8. Make your content easy to read and skim
Users won’t stick around if your content is hard to follow. Life is hard enough as it is, so why punish them?
Here are my go-to fixes for making content readable:
- Follow a heading hierarchy: Like I said in our UX guide, a well-structured page guides users to the content they need the most. Using header tags also breaks up text and improves readability for users with visual impairments.
- Keep it simple, stupid: And no, I don’t mean ‘dumbed down’. Try to avoid complex words and sentences, so your copy is easy to understand. If the topic is technical, write in your audience’s language.
- Add visuals: Rather than relying on text alone, incorporate images, videos, and other multimedia to encourage users to engage with your content in different ways. (Not only that, but multimedia content might land you a spot in Google’s AI Overview.)
- Check your spelling and grammar: Your content may be amazing, but if the first thing a reader sees is a glaring spelling mistake, you can bet they’re not sticking around. Run a spell check – it’s free.
When you’re editing your copy, don’t get too lost in the details. You’ll find yourself obsessing over your word choices or if you’ve used one too many semi-colons (the answer is probably yes).
I approach content with one question in mind: Will my readers get the answer they’re looking for? Remember, you’re not on the cast of Mad Men. The content just needs to do the job. It doesn’t need to change the world.
9. Get it out in the open
The hard graft is over. Let’s get it out there! High-quality content like yours will take Google up to a week to index. But why wait?

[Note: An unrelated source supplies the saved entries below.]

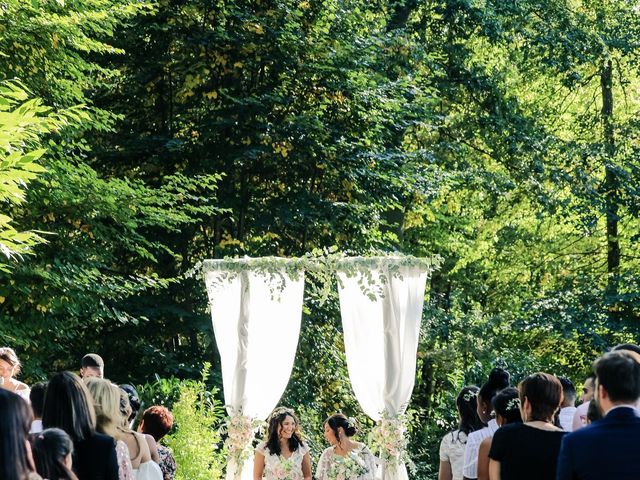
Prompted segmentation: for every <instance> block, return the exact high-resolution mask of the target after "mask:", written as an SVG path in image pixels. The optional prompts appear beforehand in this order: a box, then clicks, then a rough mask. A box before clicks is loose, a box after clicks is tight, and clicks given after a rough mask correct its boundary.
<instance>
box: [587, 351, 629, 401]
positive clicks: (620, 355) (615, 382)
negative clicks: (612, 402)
mask: <svg viewBox="0 0 640 480" xmlns="http://www.w3.org/2000/svg"><path fill="white" fill-rule="evenodd" d="M593 370H594V371H595V373H596V380H597V381H598V384H599V385H602V387H603V388H604V389H605V390H606V391H607V393H608V394H609V398H610V399H611V401H612V402H626V403H635V402H636V401H637V400H638V398H639V397H640V363H638V362H637V361H636V359H635V358H634V357H633V355H631V354H629V353H628V352H626V351H624V350H616V351H613V352H609V353H605V354H604V355H603V356H601V357H600V358H599V359H597V360H596V361H595V363H594V364H593Z"/></svg>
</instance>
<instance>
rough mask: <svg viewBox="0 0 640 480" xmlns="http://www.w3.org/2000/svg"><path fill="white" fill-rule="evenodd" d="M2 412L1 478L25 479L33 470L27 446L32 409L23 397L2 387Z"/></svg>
mask: <svg viewBox="0 0 640 480" xmlns="http://www.w3.org/2000/svg"><path fill="white" fill-rule="evenodd" d="M0 412H2V413H0V478H1V479H2V480H25V479H26V478H27V477H28V475H29V473H30V472H31V468H30V466H29V461H28V460H27V458H28V457H27V447H26V444H27V436H28V434H29V428H30V427H31V409H30V408H29V405H28V404H27V402H25V401H24V400H23V399H22V398H21V397H19V396H18V395H16V394H15V393H12V392H9V391H8V390H5V389H3V388H0Z"/></svg>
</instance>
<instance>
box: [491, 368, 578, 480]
mask: <svg viewBox="0 0 640 480" xmlns="http://www.w3.org/2000/svg"><path fill="white" fill-rule="evenodd" d="M518 392H519V397H520V405H521V407H520V411H521V414H522V420H523V421H524V423H511V424H509V425H505V426H503V427H501V428H500V429H498V431H497V432H496V433H495V434H494V435H493V441H492V442H491V449H490V451H489V458H490V461H489V476H490V478H491V480H554V479H555V475H556V465H557V462H558V453H559V451H560V442H561V441H562V437H563V436H564V435H565V434H566V432H564V431H563V430H561V429H560V428H558V427H556V426H555V425H554V424H553V418H554V415H555V413H556V410H557V409H558V408H560V402H561V400H562V385H561V384H560V381H559V380H558V379H557V378H556V377H555V376H553V375H549V374H547V373H534V374H533V375H529V376H528V377H527V378H525V379H524V380H523V381H522V382H520V384H519V385H518Z"/></svg>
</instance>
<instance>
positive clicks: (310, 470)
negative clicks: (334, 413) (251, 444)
mask: <svg viewBox="0 0 640 480" xmlns="http://www.w3.org/2000/svg"><path fill="white" fill-rule="evenodd" d="M299 425H300V423H299V422H298V418H297V417H296V414H295V413H294V412H293V410H291V409H289V408H282V407H280V408H276V409H275V410H274V411H273V413H272V414H271V416H270V417H269V428H268V430H267V439H266V441H263V442H261V443H260V444H258V446H257V447H256V450H255V457H254V463H253V478H254V480H261V479H263V478H264V479H266V480H277V479H279V478H282V477H281V475H280V472H281V471H283V469H285V468H286V466H285V465H284V463H285V462H287V463H288V466H289V467H290V468H292V469H293V470H295V472H294V473H292V476H293V475H295V478H304V480H311V457H310V456H309V447H308V446H307V444H306V443H305V442H303V441H302V437H301V435H300V431H299Z"/></svg>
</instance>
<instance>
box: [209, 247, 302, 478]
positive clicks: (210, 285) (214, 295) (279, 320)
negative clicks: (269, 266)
mask: <svg viewBox="0 0 640 480" xmlns="http://www.w3.org/2000/svg"><path fill="white" fill-rule="evenodd" d="M250 261H251V260H238V262H250ZM286 263H287V261H286V260H285V259H282V264H283V271H282V272H278V273H276V274H273V273H269V274H266V273H261V272H260V270H259V269H256V270H255V271H247V270H241V271H240V272H235V273H232V272H230V271H229V270H226V269H225V264H226V265H227V268H228V265H229V261H220V262H219V263H217V262H215V261H210V262H209V264H208V268H207V270H206V272H205V282H206V286H207V293H208V295H209V303H210V307H211V318H212V321H213V330H214V334H215V338H216V343H217V345H218V350H219V351H220V357H221V362H222V381H223V386H224V398H225V403H226V405H227V410H228V412H229V414H233V413H238V412H241V413H242V414H243V415H246V416H248V417H251V418H258V419H261V420H264V419H266V418H267V416H268V415H269V414H270V413H271V411H272V410H273V409H274V408H275V407H276V405H277V404H278V402H279V400H280V398H281V396H282V394H283V392H284V390H285V388H286V386H287V383H288V382H289V378H290V376H291V370H292V368H293V361H294V358H295V352H296V349H297V345H298V337H299V335H300V321H301V317H302V298H303V291H304V273H303V272H300V274H299V275H298V278H296V279H293V280H292V279H290V278H289V276H288V275H287V274H286V273H285V272H284V267H285V266H286ZM216 265H218V266H219V268H216ZM252 465H253V455H251V457H250V458H249V459H248V460H247V462H246V463H245V464H244V466H240V468H242V472H241V475H240V478H241V479H242V480H245V479H246V480H249V479H251V478H253V473H252ZM238 467H239V466H237V465H233V462H230V464H229V465H228V468H227V479H233V478H234V476H235V473H236V470H237V468H238Z"/></svg>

The quickest way to notify Google of new content is to submit your URL using Google Search Console’s URL inspection tool.


If you’ve followed my steps, users will find your content, hopefully within (or on) page 1 of SERPs. While search engines do their thing, you can share content on social media and email to maximise reach.
TL;DR – What makes good SEO content?
- First priority: do your keyword research. Dig into search volume, intent, keyword density and semantic keywords.
- See what your competition is ranking for, spot their weak spot, and figure out where you can be better.
- Match search intent and ensure your content delivers what users are looking for in that specific reason.
- Check if you have enough expertise to write on the subject. Google likes expertise, so stick to what you actually know.
- Optimise content with your chosen keywords. Only do this naturally, never forced.
- Use headings, keep it simple, add visuals and don’t forget about spell check.
- Force index new content so Google can pick it up sooner, rather than a week later.